Large villages in Panchla CD Block (2011 census figures in brackets): Jala Bishwanathpur (8,569), Ranihati (4,662) and Sankhali (4,290).

===Literacy===
As per 2011 census the total number of literates in Panchla CD Block was 173,656 (78.98% of the population over 6 years) out of which 93,494 (54%) were males and 80,162 (46%) were females.

As per 2011 census, literacy in Howrah district was 78.66%. Literacy in West Bengal was 77.08% in 2011. Literacy in India in 2011 was 74.04%.

As per 2001 census, Panchla block had a total literacy of 71.42 per cent for the 6+ age group. While male literacy was 78.55 per cent female literacy was 63.95 per cent. Howrah district had a total literacy of 77.01 per cent, male literacy being 83.22 per cent and female literacy being 70.11 per cent.

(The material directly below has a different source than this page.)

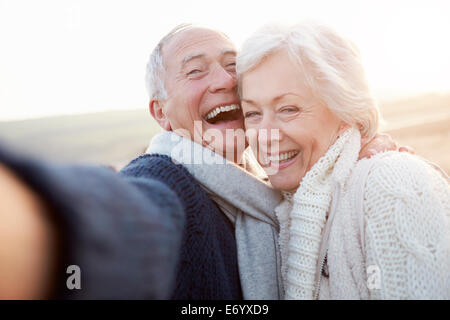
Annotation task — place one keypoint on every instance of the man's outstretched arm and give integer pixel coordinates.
(28, 241)
(122, 232)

| Literacy in CD blocks of Howrah district |
|---|
| Howrah Sadar subdivision |
| Bally Jagachha – 87.75% |
| Domjur – 81.33% |
| Panchla – 78.98% |
| Sankrail – 83.11% |
| Jagatballavpur – 79.22% |
| Uluberia subdivision |
| Uluberia I – 77.39% |
| Uluberia II – 78.05% |
| Amta I – 81.26% |
| Amta II – 81.47% |
| Udaynarayanpur – 81.05% |
| Bagnan I – 84.09% |
| Bagnan II – 82.57% |
| Shyampur I – 78.96% |
| Shyampur II – 80.49% |
| Source: 2011 Census: CD Block Wise Primary Census Abstract Data |

===Religion and language===

In 2011 census Hindus numbered 134,061 and formed 53.21% of the population in Panchla CD Block. Muslims numbered 117,444 and formed 46.62% of the population. Others numbered 425 and formed 0.17% of the population.

In 2011, Hindus numbered 3,535,844 and formed 72.90% of the population in Howrah district. Muslims numbered 1,270,641 and formed 26.20% of the population. In West Bengal Hindus numbered 64,385,546 and formed 70.53% of the population. Muslims numbered 24,654,825 and formed 27.01% of the population.

Bengali is the predominant language, spoken by 99.54% of the population.

==Economy==
===Infrastructure===
Prior to 2003–04, Panchla CD Block had 68 hectares of vested land, out of which 49 hectares were distributed amongst 1,331 persons. In Panchla CD Block more than one crop was grown in 2,588 hectares. Net area sown in the block was 5,035 hectares. Panchla had 1,825 hectares of canals for irrigation. In Panchla CD Block 26 mouzas were electrified up to March 2004.

==Education==
In 2003–04, Panchla CD Block had 99 primary schools with 18,923 students, 4 middle schools with 1,396 students, 11 high schools with 9,111 students and 7 higher secondary schools with 8,593 students. Panchla CD Block had 1 general college with 778 students. Panchla CD Block had 233 institutions with 29,175 students for special and non-formal education. It had 2 mass literacy centres.

==Healthcare==
Panchla CD Block had 3 health centres, 6 clinics, 2 dispensaries and 1 hospital with 142 beds and 21 doctors in 2003. It had 30 family welfare centres.